Die Artefakte der Macht 02 - Windharfe
Aerillia führte durch das Land der Katzen, und die Katzen bewachten ihr Territorium auch mit großer Eifersucht vor den Chueva, den einsamen Wanderern ihrer eigenen Spezies, die nicht zur Kolonie gehörten.
Diese bemitleidenswerten Ausgestoßenen führten ein einsames Leben in den Bergen, das für gewöhnlich nicht sehr lange währte. Es waren die Katzen, die die Kolonie nicht haben wollte, die schwachen, die alten und in Zeiten größter Not sogar die ganz jungen. Diejenigen, die sich um die Führung beworben hatten und besiegt worden waren, waren Chueva; diejenigen, die das Gesetz der Kolonie überschritten hatten; diejenigen, die den niedrigsten Rang hatten, die verstoßen worden waren, als die Zeiten hart und die Vorräte gering waren. Von denen würde es jetzt sicher viele geben, dachte Shia. Dieser furchtbare, unnatürliche Winter mußte große Not über die Kolonie gebracht haben, genauso wie er das Himmelsvolk ins Elend gestürzt hatte. Die Sitte, diejenigen Mitglieder der Gesellschaft zu verstoßen, die nur eine Last waren, hatte ursprünglich dem Erhalt der Gemeinschaft gedient, eine Befreiung von den Schwachen und Nutzlosen, damit die Kolonie gesund und stark genug blieb, um in ihrer unerbittlichen Umgebung überleben zu können. Aber vielleicht, so überlegte Shia, ging diese Sitte mittlerweile zu weit. Also wirklich, dachte sie mit einem Anflug von Überraschung, ich bin ja jetzt auch eine Chueva! Ich bin einer von diesen armen, einsamen Aasfressern, ich, die ich einst die Erste war.
Die große Katze wußte, daß sie gemäß den Sitten ihres Volkes gezwungen sein würde, gegen die augenblickliche Erste zu kämpfen, um zu Anvar zu gelangen – und wehe ihr, wenn sie versagte, denn selbst wenn sie den Kampf überleben sollte, würden die Katzen ihr auf keinen Fall gestatten, ihr Land zu durchqueren. Und seht mich doch an, dachte Shia verzweifelt. Eine Chueva, wie sie im Buche steht! Erschöpft und halb verhungert, wie ich bin; welche Chance habe ich da gegen einen so starken Gegner, gegen das mächtigste Weibchen in der Kolonie?

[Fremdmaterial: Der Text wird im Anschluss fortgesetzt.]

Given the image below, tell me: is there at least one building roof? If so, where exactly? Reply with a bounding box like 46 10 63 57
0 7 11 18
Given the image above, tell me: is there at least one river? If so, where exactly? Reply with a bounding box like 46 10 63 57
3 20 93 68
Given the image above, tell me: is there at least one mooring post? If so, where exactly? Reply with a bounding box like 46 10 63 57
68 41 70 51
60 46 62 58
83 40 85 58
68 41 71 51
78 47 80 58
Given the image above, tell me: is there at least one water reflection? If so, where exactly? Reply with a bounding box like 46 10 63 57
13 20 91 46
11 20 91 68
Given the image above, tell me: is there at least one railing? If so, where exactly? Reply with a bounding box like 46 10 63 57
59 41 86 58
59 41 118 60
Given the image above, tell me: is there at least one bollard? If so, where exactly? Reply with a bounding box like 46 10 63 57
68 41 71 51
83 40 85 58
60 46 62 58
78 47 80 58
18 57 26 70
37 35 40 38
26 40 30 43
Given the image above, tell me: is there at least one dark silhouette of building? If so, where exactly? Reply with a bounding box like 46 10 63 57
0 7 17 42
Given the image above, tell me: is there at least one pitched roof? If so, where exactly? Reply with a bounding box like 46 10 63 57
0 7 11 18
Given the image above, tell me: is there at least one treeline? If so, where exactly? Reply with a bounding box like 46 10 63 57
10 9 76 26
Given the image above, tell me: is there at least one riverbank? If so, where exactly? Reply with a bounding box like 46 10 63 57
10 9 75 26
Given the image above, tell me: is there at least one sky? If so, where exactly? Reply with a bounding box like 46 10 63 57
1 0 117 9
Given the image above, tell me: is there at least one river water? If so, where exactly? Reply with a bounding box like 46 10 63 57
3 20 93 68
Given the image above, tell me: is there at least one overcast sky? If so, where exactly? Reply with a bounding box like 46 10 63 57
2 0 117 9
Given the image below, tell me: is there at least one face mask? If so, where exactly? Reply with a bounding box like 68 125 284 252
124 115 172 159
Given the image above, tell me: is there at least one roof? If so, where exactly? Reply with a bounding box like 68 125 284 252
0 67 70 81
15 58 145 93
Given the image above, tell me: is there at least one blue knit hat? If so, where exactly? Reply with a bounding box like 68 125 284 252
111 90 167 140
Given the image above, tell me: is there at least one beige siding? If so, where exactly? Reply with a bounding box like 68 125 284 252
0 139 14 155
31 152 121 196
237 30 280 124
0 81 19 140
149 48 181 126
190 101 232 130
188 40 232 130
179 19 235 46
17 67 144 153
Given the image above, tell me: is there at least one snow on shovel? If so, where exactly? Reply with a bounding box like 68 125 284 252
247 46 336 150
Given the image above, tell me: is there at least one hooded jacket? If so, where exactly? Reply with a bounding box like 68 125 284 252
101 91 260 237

Shia war jetzt seit mehr als einem halben Mond unterwegs. Sie war sorgfältig um die östlichen Grenzen des Territoriums der Geflügelten herumgewandert und hatte schließlich die höchsten Pässe erreicht, die über die Gipfel der nördlichen Bergkette führten. Der Wind hier oben war so stark, daß sie sich kaum auf den Beinen halten konnte, und der Schnee fiel so dicht, daß sie nur mit knapper Not die Enden ihrer Barthaare sehen konnte. Die große Katze zögerte. Einen solchen Sturm konnte doch gewiß niemand überleben? Dennoch sagte ihr Instinkt ihr, daß das Unwetter weiter taleinwärts genauso schlimm sein mußte. Es hatte keinen Sinn, zurückzugehen, denn dort, wo sie hergekommen war, gab es keine Höhle, nichts, was ihr Schutz geboten hätte. Sie war über zerklüfteten, mit Rissen durchzogenen Boden gegangen, vorbei an Abgründen, die sich für eine Katze, die den Weg nicht sehen konnte, vielleicht als tödlich erweisen würden.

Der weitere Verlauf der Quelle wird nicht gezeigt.